After all, this 23rd NAH not only features high-end product and technology, but it also incorporates a vast amount of “green” design and Universal Design elements to create the ultimate in flexibility and repose.
These are the sentiments of John Orgren, senior design architect for Sunrise, FL-based WCI Architecture & Land Planning, Inc., which created the home in conjunction with Orlando, FL-based Saxon-Clark Furniture, Maitland, FL-based Redmon Landscape Architecture and Pittsburgh, PA-based Integrated Building and Construction Solutions (IBACOS).
Orgren feels the 10,023-sq.-ft. home is ideally suited for a successful, Baby Boomer-type clientele.
“The home is really built for someone who is approaching retirement, or at the age where they have an elderly parent living with them, or are anticipating being physically limited themselves,” explains Orgren.
Stylistically speaking, the home combines Spanish, British and Dutch colonial detailing and takes advantage of a sprawling, lakefront view, he points out.
“We wanted it to have a lighter flavor. We didn’t want it to be the typical Mediterranean house that you see [in Florida],” adds Donald Saxon, president of Saxon-Clark Furniture.
Introduced in concert with the National Association of Home Builder’s (NAHB) recent International Builder’s Show (IBS) in Orlando, FL, the NAH features concepts, materials, designs and construction techniques that are meant to be replicated – in whole or in part – in housing built in any location or in any price range.
Indeed, among the features of the home are outdoor kitchens, two fireplaces, a HEPA indoor air filtration system and an elevator to make the home 100% wheelchair accessible.

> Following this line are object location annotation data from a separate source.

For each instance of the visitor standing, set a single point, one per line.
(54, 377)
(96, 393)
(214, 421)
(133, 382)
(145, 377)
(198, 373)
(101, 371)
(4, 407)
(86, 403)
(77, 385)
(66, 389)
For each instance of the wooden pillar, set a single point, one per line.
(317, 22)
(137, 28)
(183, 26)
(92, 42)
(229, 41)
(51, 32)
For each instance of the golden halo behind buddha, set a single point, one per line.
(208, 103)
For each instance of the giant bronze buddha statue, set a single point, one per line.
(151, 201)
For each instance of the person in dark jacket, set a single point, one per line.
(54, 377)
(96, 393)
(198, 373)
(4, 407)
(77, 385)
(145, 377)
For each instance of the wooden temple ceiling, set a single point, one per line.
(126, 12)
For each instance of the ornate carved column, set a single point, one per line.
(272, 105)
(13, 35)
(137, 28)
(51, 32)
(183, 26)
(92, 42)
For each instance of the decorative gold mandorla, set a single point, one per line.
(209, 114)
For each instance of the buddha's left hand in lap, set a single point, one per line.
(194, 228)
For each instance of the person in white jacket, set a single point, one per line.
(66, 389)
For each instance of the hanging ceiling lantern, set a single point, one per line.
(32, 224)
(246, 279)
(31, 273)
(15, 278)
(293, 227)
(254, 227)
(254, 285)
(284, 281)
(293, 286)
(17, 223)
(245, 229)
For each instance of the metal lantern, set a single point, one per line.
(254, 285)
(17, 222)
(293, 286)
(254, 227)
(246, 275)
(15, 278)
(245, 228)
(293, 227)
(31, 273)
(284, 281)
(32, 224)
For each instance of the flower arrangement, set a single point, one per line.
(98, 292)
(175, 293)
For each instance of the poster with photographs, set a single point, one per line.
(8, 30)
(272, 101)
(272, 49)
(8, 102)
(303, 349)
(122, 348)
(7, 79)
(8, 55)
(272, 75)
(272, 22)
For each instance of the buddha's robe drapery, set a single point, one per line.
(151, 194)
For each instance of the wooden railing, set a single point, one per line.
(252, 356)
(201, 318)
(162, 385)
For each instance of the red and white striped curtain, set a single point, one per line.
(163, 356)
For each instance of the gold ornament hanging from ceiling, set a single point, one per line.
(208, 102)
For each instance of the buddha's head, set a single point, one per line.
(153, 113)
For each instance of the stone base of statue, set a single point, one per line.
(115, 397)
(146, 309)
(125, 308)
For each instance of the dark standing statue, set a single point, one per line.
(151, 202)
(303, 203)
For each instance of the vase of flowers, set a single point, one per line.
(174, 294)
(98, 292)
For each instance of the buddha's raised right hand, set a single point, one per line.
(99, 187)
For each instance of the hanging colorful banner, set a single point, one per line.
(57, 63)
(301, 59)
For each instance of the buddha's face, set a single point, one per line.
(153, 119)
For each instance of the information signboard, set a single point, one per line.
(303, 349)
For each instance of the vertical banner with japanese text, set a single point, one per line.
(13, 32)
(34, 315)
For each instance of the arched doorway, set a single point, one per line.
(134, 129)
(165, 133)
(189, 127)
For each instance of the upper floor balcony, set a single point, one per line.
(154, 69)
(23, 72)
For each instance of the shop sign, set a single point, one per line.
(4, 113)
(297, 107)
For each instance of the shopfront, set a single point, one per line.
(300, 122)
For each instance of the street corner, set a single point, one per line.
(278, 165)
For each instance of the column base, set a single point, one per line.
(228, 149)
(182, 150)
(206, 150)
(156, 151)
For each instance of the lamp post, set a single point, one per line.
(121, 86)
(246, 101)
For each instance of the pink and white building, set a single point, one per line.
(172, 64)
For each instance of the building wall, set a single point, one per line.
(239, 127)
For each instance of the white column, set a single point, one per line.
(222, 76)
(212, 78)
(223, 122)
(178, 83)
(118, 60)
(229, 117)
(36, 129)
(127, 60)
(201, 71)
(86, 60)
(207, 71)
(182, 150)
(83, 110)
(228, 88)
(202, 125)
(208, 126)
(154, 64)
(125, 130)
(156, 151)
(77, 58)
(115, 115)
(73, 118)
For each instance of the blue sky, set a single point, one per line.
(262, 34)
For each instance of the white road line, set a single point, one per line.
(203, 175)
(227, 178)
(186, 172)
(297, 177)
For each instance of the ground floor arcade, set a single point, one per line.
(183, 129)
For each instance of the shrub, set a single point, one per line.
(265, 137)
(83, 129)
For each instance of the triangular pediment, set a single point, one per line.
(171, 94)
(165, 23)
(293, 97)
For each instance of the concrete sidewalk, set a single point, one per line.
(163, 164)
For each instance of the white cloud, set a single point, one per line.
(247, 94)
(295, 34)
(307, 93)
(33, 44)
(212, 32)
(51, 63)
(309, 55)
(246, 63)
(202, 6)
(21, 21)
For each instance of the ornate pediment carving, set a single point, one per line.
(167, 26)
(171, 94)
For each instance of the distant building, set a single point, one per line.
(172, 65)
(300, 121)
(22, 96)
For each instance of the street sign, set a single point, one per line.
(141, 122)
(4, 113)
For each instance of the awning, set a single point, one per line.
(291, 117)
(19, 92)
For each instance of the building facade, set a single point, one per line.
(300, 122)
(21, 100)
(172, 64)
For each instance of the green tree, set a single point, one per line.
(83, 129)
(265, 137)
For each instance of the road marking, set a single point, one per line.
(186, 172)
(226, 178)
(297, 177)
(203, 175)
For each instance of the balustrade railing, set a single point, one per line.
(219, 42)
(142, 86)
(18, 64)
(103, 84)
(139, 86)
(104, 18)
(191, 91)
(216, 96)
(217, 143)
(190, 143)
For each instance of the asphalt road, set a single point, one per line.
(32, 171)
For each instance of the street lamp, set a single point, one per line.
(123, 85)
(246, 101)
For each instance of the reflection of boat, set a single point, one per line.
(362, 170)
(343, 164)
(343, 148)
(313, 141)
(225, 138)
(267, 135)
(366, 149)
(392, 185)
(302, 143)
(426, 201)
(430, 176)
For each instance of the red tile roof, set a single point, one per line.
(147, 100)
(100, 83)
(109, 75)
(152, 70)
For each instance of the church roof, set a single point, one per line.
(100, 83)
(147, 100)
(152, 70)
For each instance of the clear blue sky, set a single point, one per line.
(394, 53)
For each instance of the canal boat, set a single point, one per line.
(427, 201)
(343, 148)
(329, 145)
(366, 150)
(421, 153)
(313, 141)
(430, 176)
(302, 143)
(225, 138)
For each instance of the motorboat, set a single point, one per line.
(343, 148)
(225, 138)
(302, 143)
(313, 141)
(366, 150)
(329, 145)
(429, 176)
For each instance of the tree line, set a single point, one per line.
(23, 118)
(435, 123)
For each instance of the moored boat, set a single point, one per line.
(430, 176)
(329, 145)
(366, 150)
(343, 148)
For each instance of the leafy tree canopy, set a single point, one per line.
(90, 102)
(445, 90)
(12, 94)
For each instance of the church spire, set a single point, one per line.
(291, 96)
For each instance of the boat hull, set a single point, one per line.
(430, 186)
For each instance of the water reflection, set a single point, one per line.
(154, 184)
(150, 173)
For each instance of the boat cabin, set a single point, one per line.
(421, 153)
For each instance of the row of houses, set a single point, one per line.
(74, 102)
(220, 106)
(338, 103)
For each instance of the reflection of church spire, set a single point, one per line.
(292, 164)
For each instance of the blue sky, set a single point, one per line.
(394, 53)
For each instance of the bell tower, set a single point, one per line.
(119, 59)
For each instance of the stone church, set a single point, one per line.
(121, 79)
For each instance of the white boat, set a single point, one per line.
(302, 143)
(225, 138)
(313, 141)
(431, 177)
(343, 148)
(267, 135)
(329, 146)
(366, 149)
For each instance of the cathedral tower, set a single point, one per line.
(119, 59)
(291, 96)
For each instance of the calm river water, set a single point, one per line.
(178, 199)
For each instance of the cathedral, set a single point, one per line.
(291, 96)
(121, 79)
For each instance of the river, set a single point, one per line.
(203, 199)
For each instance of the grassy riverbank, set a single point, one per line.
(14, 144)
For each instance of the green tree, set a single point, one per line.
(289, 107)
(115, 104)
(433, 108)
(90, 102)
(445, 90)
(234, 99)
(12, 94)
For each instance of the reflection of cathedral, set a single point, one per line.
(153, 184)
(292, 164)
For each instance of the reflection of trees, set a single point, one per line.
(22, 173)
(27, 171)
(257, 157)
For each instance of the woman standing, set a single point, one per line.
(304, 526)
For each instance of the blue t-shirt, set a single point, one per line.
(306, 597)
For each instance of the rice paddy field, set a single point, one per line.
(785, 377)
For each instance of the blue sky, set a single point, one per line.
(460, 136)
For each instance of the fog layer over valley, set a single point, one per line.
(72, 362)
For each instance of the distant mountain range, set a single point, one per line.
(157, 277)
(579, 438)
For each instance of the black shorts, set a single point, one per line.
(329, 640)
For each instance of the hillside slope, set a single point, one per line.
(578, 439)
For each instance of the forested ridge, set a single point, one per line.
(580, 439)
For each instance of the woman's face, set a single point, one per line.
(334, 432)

“We felt we needed to put in some exclusive amenities in the home – both in the kitchen and the bath – as well as the summer kitchen areas,” elaborates Alex Hannigan, president of Orlando, FL-based Hannigan Homes, Inc., citing product from GE, Kohler Co. and Canac Cabinets, a Kohler Co.

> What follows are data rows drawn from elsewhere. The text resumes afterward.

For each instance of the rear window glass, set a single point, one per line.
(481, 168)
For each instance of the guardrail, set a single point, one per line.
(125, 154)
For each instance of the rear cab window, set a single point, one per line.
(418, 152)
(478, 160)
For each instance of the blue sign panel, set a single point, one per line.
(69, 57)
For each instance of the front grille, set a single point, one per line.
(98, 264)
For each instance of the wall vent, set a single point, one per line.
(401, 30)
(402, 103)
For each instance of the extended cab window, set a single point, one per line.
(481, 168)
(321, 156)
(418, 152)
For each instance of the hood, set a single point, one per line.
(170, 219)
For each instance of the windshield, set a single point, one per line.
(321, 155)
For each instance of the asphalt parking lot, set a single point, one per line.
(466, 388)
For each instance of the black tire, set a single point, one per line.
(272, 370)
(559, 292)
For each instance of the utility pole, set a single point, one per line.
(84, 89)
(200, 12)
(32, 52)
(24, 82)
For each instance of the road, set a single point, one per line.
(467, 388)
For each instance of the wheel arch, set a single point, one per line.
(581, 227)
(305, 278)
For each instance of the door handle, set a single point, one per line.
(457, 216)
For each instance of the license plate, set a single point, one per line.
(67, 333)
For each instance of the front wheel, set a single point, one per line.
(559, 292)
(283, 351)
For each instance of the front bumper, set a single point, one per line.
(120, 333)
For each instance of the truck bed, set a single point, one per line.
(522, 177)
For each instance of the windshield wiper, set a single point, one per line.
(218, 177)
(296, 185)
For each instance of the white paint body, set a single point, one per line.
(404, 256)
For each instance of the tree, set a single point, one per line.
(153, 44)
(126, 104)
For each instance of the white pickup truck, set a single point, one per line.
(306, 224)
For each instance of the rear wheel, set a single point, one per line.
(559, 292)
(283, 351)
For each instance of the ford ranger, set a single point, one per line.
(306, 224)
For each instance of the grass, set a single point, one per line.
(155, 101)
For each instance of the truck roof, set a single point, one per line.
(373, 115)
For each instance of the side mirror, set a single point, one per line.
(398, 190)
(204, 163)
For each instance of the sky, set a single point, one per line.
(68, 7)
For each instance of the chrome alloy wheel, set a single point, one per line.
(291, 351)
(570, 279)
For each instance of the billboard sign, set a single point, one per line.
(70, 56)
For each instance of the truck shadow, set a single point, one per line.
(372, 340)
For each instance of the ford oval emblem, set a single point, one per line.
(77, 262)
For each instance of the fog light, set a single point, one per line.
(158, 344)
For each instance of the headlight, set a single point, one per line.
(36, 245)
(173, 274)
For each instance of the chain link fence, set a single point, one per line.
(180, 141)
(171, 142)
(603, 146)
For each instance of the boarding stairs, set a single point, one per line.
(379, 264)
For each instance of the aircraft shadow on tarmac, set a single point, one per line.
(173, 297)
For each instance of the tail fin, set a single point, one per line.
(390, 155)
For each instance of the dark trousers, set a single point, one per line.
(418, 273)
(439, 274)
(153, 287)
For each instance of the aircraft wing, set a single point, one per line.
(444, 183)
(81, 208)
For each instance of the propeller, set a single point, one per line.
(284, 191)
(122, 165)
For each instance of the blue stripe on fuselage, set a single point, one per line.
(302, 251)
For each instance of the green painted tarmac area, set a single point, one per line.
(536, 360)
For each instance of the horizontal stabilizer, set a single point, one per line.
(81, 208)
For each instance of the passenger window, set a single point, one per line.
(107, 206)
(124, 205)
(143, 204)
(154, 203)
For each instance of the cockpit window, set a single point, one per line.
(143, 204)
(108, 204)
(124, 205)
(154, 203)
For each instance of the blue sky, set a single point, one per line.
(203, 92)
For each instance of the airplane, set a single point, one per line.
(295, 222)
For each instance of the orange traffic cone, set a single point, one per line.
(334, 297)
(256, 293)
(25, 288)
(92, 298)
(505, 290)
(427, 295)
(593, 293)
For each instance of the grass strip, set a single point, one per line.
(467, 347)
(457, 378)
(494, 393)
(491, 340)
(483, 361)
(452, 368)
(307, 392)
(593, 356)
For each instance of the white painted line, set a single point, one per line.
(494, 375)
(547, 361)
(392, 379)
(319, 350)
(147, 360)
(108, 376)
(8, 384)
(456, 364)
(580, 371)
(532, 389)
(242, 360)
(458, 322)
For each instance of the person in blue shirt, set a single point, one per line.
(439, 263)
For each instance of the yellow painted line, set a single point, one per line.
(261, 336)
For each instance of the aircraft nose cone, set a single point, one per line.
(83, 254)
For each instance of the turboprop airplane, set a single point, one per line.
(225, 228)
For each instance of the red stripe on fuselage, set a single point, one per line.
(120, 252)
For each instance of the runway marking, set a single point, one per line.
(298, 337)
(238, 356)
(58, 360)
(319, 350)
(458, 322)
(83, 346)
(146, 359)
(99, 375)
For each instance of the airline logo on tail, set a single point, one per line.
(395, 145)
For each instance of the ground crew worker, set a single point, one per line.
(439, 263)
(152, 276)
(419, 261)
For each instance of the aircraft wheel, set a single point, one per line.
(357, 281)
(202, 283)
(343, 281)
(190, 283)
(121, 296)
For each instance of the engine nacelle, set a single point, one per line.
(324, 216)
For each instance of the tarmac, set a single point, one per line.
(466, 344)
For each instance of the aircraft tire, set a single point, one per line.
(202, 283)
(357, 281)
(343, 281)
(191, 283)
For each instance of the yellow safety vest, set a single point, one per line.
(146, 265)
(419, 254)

Companies that also supplied products for the NAH include ClosetMaid, DalTile Corp., Formica Corp., Whirlpool Corp. and Progress Lighting, among a host of others.
Inspired by its surroundings, WCI created a long, shallow design, which is considered by the design team to be one of the home’s most unique traits.
But using the surrounding area posed an interesting design challenge, says Hannigan.
“There was an environmental swail behind the home, and I couldn’t put a screen enclosure on the back, so we had to put a fence around [it] for safety,” explains Hannigan. “We also included gas lights on the tops of the columns [of the fence]. It became an architectural embellishment and looked terrific.”
“We’re proud to have built a home that mixes cutting-edge design with environmental sensibility,” he adds. This year’s NAH, which pulls double duty as a showhouse and a “for sale” property, was sponsored by Washington, D.C.-based The National Council of the Housing Industry – The Supplier 100, and Builder magazine.
One of the key elements to the home – which is dubbed “Lake Burden at the Lakes of Windemere” – is its eco-friendly, or “green,” design, says Orgren.
“Since the home is only one room deep, it offers a lot of cross ventilation and daylight,” he notes.
Hannigan adds: “The home really offers three main benefits: energy and water conservation, environmental sensitivity and a healthy environment. One truly begets the other, and it was seamless.”
According to the NAHB, some of the green measures taken for the NAH include conditioning by four high-efficiency heat pumps, and zone control used to maintain ideal temperatures throughout the home’s six zones. In addition, three tankless, propane-fired water heaters serve the home and help to minimize piping and reduce stand-by loss.